Another notable change is a tweak to the state and local tax (SALT) deduction. Senate Republicans reached a deal with the White House to temporarily raise the cap from $10,000 to $40,000, at least through the end of the decade. It’s a win for Republicans in high-tax states who’ve pushed for relief ever since the 2017 tax law limited the deduction. But Democrats say their GOP counterparts shouldn’t receive credit for raising a cap that didn’t exist eight years ago.
The bill also locks in several extensions of President Trump’s 2017 tax cuts, which were set to expire after 2025.
These include lower income tax rates, a doubled child tax credit baseline, expanded standard deductions and a higher estate tax exemption. Republicans argue that these provisions will protect middle-class families from tax hikes, although Democrats contend that the benefits are skewed toward the wealthy.
In an effort to frame the bill as worker-friendly, Republicans added new tax deductions for overtime pay, tips and a portion of workers’ payroll taxes that go toward Social Security. While the provisions may result in modest savings for some workers, they fall short of Trump’s campaign promise to eliminate taxes on these income sources. And Democrats contend they pale in comparison to the bill’s larger tax breaks for corporations and the ultra-wealthy.
Final passage in the House, while likely, is not a foregone conclusion.
The bill still falls short of the House Freedom Caucus’s demands for deeper spending cuts and more aggressive deficit reduction, while also drawing concern from so-called moderate Republicans who want a lighter touch on Medicaid and safety net programs.

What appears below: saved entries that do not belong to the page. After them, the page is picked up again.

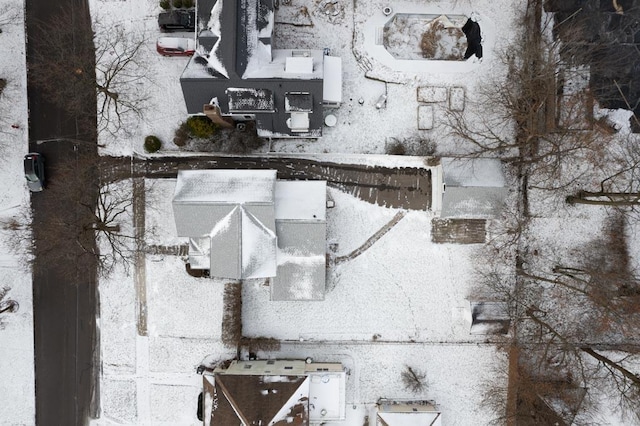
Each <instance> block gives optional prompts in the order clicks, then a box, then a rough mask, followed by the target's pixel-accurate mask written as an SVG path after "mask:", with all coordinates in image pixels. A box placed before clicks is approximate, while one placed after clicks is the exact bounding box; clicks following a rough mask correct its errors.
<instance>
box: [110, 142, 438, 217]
mask: <svg viewBox="0 0 640 426" xmlns="http://www.w3.org/2000/svg"><path fill="white" fill-rule="evenodd" d="M103 161H104V165H105V167H104V170H103V175H102V176H103V180H104V181H108V180H118V179H124V178H129V177H131V176H133V177H156V178H169V177H176V176H177V173H178V170H181V169H206V168H211V169H216V168H224V169H248V168H255V169H274V170H277V171H278V178H280V179H319V180H326V181H327V183H328V185H330V186H333V187H335V188H339V189H341V190H343V191H344V192H347V193H349V194H352V195H354V196H356V197H358V198H360V199H362V200H365V201H368V202H371V203H375V204H378V205H381V206H387V207H397V208H406V209H413V210H428V209H430V208H431V199H432V194H431V192H432V181H431V170H430V169H428V168H421V167H403V168H384V167H372V166H367V165H358V164H338V163H331V162H324V161H316V160H309V159H303V158H298V157H291V158H288V157H284V156H279V157H275V156H270V157H231V156H212V155H204V156H197V157H178V158H171V157H153V158H151V159H149V160H146V159H145V160H143V159H134V161H133V163H132V161H131V159H130V158H128V157H127V158H114V157H111V158H103ZM132 165H133V170H132Z"/></svg>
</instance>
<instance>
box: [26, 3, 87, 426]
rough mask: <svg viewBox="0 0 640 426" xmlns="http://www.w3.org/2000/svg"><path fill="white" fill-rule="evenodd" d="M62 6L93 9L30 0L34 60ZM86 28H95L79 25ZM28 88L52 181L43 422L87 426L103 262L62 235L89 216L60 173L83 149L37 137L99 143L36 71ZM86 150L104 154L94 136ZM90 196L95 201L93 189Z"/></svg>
mask: <svg viewBox="0 0 640 426" xmlns="http://www.w3.org/2000/svg"><path fill="white" fill-rule="evenodd" d="M61 7H64V8H66V9H67V10H72V11H73V13H79V14H80V13H88V9H87V7H86V4H85V1H84V0H57V1H50V0H27V2H26V24H27V36H28V44H27V61H28V62H29V61H32V60H33V58H34V52H35V49H37V48H38V46H39V45H40V44H39V43H40V41H41V40H42V38H43V35H42V33H41V31H40V30H39V29H38V23H39V22H43V21H47V20H52V19H55V13H56V12H57V11H58V10H59V8H61ZM79 22H82V20H79ZM84 22H86V21H84ZM78 31H91V29H90V28H78ZM69 48H72V46H69ZM59 84H64V82H59ZM27 89H28V100H29V135H30V144H29V145H30V146H29V149H30V150H31V151H36V152H42V153H44V155H45V158H46V164H45V170H46V173H47V180H48V182H49V185H48V187H47V189H46V190H45V191H44V192H43V193H40V194H33V195H32V199H31V204H32V209H33V236H34V239H35V246H36V251H35V254H36V257H35V260H34V264H33V311H34V338H35V380H36V383H35V389H36V424H38V425H65V426H67V425H82V424H85V423H86V422H87V418H88V416H89V414H90V411H91V410H90V407H91V401H92V397H93V395H94V393H95V386H94V383H95V380H94V375H95V373H96V371H97V369H96V368H95V363H94V347H95V342H96V337H95V333H96V330H95V308H96V280H95V275H96V274H95V270H96V268H95V264H94V262H92V261H91V258H88V257H86V256H82V254H81V252H80V249H79V248H78V245H77V244H72V243H70V239H71V238H64V237H63V238H58V237H59V236H60V235H63V236H69V237H71V236H72V235H73V233H74V230H73V227H69V226H66V227H63V226H62V224H61V223H60V222H61V221H64V223H66V224H73V223H76V224H79V223H81V222H82V220H81V219H82V215H86V213H85V212H84V211H82V210H81V209H79V208H78V206H77V205H76V206H73V205H70V204H69V203H64V201H63V200H64V199H65V196H66V195H67V193H68V187H67V185H66V184H65V181H64V179H65V177H64V175H63V174H61V173H60V172H59V170H61V169H65V168H67V169H68V168H70V167H69V164H71V166H73V164H75V161H76V158H77V157H76V156H77V155H78V151H76V150H74V147H73V144H72V143H68V142H56V141H51V142H47V143H44V144H37V143H36V141H37V140H48V139H51V138H56V137H59V136H67V137H69V136H74V137H75V138H78V136H77V135H78V134H79V133H82V134H84V136H83V138H84V139H88V140H89V141H92V140H93V141H94V143H95V136H93V132H91V131H89V132H86V131H83V130H82V129H79V128H78V126H77V122H76V117H74V116H71V115H69V114H67V113H65V111H64V110H62V109H60V108H58V107H57V106H56V105H53V104H52V103H51V102H49V101H48V99H47V97H46V96H45V95H44V93H43V92H42V91H41V90H40V89H39V88H37V87H34V84H33V75H31V74H30V73H28V75H27ZM92 96H93V97H92ZM86 102H87V111H91V109H92V108H94V109H95V103H96V101H95V93H89V94H87V97H86ZM87 134H89V135H90V136H87ZM79 149H80V150H86V151H88V152H90V153H97V150H96V147H95V146H93V147H92V146H91V144H90V143H89V144H85V145H82V146H81V147H80V148H79ZM85 195H86V196H87V197H88V200H89V202H91V198H92V194H90V193H87V194H85ZM54 213H56V214H55V215H54ZM79 219H80V220H79ZM78 226H79V225H78ZM53 236H56V237H53ZM52 240H53V241H52ZM83 242H84V243H85V244H88V245H89V246H91V244H94V242H93V241H91V239H86V238H85V241H83Z"/></svg>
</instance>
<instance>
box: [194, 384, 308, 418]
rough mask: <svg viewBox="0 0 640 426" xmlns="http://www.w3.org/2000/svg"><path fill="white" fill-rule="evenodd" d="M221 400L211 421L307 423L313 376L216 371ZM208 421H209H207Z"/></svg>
mask: <svg viewBox="0 0 640 426" xmlns="http://www.w3.org/2000/svg"><path fill="white" fill-rule="evenodd" d="M205 380H213V382H212V385H213V392H214V395H215V397H216V398H217V404H213V405H212V407H211V416H210V418H208V419H207V420H209V423H208V424H209V425H212V426H218V425H220V426H228V425H237V424H240V422H242V424H245V425H257V424H263V425H303V424H304V425H306V424H308V421H309V378H308V377H306V376H265V375H262V376H254V375H228V374H215V375H214V376H213V377H211V376H205ZM205 424H207V423H206V422H205Z"/></svg>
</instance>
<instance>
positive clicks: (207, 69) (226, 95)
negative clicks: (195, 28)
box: [180, 0, 323, 137]
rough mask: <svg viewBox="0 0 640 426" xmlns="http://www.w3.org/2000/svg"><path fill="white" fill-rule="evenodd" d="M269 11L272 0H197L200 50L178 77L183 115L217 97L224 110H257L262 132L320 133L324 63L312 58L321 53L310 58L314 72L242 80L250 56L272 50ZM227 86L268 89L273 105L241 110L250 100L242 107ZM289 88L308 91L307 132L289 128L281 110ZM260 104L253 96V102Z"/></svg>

With just a narrow majority, House GOP leaders can’t afford many defections, especially as outside pressure campaigns intensify ahead of the vote.
Speaker Mike Johnson (R-La.) and his leadership team released a joint statement that said the House would work to send the bill to Trump’s desk by the president’s July 4th deadline.
“This bill is President Trump’s agenda and we are making it law,” they said. “House Republicans are ready to finish the job and put the One Big Beautiful Bill on President Trump’s desk in time for Independence Day.”
Thune acknowledged the uphill battle awaiting House Republicans but expressed confidence in the bill his chamber sent over.
“I appreciate the narrow margins they have over there and the challenge the speaker and his team have in front of them,” Thune told reporters after the vote. “But I think we gave them a really strong product.”
The House Rules Committee is currently meeting to prepare the bill for floor consideration as early as 9 a.m. on Wednesday morning. Jeffries will meet with his leadership this evening and House Democratic Caucus Chair Pete Aguilar (D-Calif.) will convene a caucus meeting shortly after to discuss House Democrats’ opposition to the bill. House Minority Whip Katherine Clark (D-Mass.) will hold a whip meeting in the morning to continue the conversation ahead of the first procedural vote.
Jeffries said he expects all Democrats will be present and all tools to delay final passage, including his floor privilege to speak as long as he wishes, are on the table.
“House Democrats are going to everything we can for the next few hours—today, tomorrow, for the balance of this week and beyond—to stop this bill from ever becoming law.”